According to Munich Re, one of the largest international reinsurers, natural catastrophe losses for 2011 were more than three times the 10 year average.
The anticipated cost of natural catastrophes (hurricanes, tsunamis, earthquakes, volcanoes, floods) to the global insurance industry is placed at between US $105BN and US $110BN. This approaches the level of losses incurred for the worst year on record, 2005, where insured losses topped $125BN largely due to the losses resulting from Katrina and other Gulf hurricanes , and which resulted in a severe (though short lived) hardening in the property insurance markets in our region, both in respect of rates and available capacity.
The losses in 2011, though, were the cumulative result of many events across the world rather than one regional series of events (Southern Atlantic Storms ). This represents a change in pattern from 2005.
Led by the Japan Earthquake and Tsunami (US $40BN) and the New Zealand Earthquake (US $20BN), the series of events included the Thailand floods (US $10BN) while widespread tornadoes, hail and windstorm events across the USA produced in excess of an estimated US$21BN in insured losses. Tornado damage in Alabama, in particular, added another $2.2BN, more than twice the cost of Katrina damage in 2005.

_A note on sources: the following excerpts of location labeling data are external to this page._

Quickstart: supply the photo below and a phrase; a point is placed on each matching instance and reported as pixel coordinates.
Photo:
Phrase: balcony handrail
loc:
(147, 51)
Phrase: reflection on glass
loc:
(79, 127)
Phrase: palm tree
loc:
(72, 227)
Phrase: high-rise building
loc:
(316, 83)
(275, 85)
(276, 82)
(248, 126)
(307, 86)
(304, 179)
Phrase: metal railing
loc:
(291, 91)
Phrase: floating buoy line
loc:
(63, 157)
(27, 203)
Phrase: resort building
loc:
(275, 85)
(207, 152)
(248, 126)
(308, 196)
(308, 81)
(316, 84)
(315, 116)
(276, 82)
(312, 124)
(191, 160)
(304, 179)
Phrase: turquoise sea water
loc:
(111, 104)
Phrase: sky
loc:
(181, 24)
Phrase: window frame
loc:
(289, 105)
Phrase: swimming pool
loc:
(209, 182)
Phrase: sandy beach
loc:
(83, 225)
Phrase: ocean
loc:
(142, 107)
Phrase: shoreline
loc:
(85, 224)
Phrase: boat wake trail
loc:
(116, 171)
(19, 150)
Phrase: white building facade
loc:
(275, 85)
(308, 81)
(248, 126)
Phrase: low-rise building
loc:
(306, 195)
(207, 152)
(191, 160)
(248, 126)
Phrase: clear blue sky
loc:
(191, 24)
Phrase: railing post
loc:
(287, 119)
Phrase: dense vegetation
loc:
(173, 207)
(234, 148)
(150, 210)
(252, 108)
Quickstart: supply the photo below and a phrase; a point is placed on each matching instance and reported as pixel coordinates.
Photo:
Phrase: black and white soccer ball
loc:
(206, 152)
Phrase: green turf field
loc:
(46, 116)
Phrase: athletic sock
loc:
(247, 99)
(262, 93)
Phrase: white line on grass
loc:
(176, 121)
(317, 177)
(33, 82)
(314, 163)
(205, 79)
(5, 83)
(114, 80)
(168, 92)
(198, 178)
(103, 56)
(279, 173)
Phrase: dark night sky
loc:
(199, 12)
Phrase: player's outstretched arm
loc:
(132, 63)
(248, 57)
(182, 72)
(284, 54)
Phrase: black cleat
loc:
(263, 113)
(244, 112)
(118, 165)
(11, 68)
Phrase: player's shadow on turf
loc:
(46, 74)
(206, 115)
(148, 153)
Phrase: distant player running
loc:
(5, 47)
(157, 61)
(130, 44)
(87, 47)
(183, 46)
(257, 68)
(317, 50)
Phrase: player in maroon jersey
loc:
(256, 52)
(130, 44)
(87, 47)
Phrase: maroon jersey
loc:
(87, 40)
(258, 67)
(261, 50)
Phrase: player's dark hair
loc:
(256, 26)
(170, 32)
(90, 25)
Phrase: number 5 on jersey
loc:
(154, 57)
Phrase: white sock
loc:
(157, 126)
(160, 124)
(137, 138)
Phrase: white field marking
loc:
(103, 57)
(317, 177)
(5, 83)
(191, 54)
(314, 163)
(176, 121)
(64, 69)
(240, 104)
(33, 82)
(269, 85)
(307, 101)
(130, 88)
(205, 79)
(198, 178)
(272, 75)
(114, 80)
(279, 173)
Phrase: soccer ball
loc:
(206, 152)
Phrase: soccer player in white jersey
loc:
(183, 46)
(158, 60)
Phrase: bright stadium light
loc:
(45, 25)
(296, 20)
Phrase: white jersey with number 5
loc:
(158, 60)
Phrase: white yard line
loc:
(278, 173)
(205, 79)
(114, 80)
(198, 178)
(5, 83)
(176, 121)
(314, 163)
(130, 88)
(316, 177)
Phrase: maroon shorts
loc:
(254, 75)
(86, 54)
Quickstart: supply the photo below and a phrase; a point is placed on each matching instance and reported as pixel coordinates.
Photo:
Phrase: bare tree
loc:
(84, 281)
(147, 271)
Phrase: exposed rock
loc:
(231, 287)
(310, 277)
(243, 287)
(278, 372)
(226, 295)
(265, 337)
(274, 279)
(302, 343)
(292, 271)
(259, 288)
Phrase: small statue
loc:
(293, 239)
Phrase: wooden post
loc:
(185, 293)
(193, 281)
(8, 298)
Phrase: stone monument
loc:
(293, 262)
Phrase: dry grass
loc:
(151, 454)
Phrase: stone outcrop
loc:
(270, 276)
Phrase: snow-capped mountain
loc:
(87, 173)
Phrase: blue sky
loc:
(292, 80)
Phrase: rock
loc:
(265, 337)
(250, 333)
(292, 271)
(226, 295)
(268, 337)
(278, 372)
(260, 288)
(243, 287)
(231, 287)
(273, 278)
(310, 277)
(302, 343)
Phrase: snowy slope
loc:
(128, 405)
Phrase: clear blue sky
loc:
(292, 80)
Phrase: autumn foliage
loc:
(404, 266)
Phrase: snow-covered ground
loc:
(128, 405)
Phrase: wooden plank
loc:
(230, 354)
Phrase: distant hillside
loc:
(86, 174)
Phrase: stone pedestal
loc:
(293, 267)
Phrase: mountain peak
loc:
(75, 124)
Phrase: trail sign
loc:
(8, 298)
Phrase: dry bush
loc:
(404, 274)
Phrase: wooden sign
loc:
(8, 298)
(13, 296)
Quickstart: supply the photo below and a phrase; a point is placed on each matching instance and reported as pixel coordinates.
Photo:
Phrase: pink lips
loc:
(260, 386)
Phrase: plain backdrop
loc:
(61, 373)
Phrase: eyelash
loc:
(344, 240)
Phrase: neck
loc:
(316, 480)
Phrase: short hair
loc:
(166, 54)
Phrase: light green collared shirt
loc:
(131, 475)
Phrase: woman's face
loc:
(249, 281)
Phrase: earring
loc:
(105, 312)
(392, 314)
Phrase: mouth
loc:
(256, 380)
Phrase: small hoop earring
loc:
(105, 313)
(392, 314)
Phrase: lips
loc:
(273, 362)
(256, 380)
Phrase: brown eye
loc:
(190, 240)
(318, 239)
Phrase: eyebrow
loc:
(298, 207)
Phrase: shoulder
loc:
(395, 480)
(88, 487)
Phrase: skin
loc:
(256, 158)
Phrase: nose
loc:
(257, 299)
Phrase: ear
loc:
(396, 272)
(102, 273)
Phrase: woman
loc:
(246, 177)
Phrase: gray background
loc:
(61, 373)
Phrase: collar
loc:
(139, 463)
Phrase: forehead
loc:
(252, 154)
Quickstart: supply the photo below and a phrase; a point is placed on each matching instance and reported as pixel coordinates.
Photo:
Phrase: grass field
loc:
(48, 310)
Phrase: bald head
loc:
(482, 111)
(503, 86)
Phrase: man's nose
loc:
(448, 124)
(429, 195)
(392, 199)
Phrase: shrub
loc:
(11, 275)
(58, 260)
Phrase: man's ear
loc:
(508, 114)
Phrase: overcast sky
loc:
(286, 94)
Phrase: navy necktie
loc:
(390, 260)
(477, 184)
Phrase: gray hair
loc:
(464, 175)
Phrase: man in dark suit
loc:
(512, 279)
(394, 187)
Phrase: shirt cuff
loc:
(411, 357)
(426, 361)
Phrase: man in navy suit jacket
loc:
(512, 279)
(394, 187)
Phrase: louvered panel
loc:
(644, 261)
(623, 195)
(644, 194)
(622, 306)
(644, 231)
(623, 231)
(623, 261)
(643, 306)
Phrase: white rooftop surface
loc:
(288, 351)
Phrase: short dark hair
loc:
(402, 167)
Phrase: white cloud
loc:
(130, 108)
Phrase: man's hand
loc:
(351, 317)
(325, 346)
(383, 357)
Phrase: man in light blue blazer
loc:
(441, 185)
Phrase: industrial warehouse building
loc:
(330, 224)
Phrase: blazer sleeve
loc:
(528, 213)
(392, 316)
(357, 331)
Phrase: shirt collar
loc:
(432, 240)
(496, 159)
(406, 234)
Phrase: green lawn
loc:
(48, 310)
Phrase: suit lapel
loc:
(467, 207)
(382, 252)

Arguably, the level of losses could have been much higher, had much of the damage not occurred in areas where either the events were not insured in the worldwide insurance market (e.g. Japan nuclear disaster precipitated by the Tsunami) or where insured values as a proportion of total economic values are relatively low. For instance, had the Japan Tsunami hit further South, near Tokyo and the industrialised areas, rather than in a relatively agrarian region, resulting losses would have been exponentially higher.

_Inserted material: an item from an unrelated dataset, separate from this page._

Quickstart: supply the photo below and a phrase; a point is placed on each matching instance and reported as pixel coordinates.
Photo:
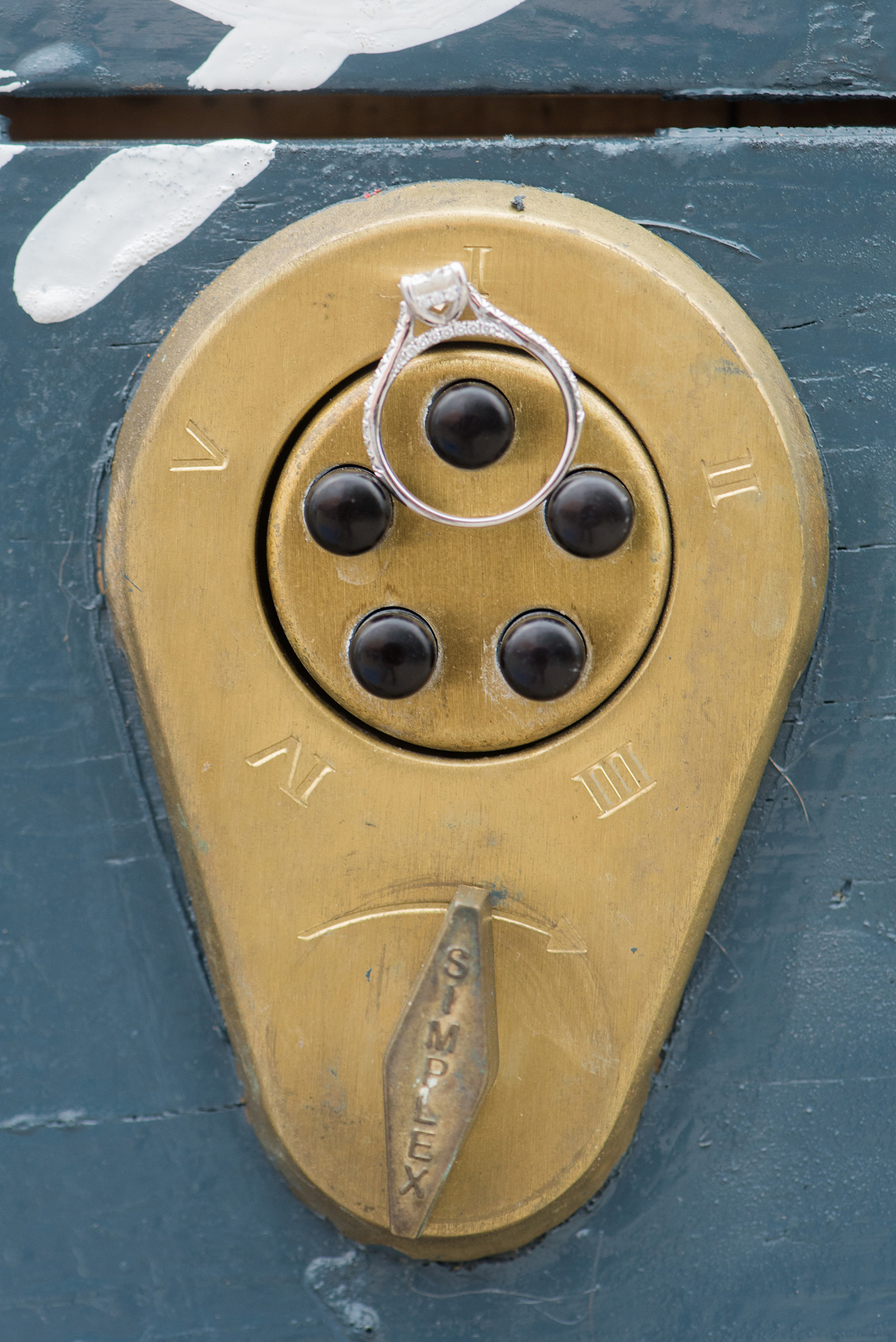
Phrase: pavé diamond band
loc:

In fact the total economic damage for 2011 (total cost to the economies of the regions affected) has been estimated to close to US $350BN.
The year was categorised by extremes in reference to natural catastrophes:
|The Japan Earthquake/Tsunami||The costliest natural disaster of all time- The strongest quake ever recorded in Japan (9.0)|
|The Christchurch NZ Earthquake||The second deadliest natural disaster (after 1931 Hawkes Bay earthquake) with 181 people killed, and the fourth deadliest incident ever to hit NZ.|
|The Thailand Floods||The costliest natural disaster ever for Thailand|
|The Alabama Tornadoes||Greatest number of tornadoes in a single event (twice!)- April event was the worst natural disaster in the USA since Katrina|
The one positive aspect in the sad tale of natural disasters in 2011 has been the relatively low number of ‘hits’ by tropical storms in the Southern Atlantic for the season. In fact, only one storm – hurricane Irene – made landfall on the US and Canadian East coast.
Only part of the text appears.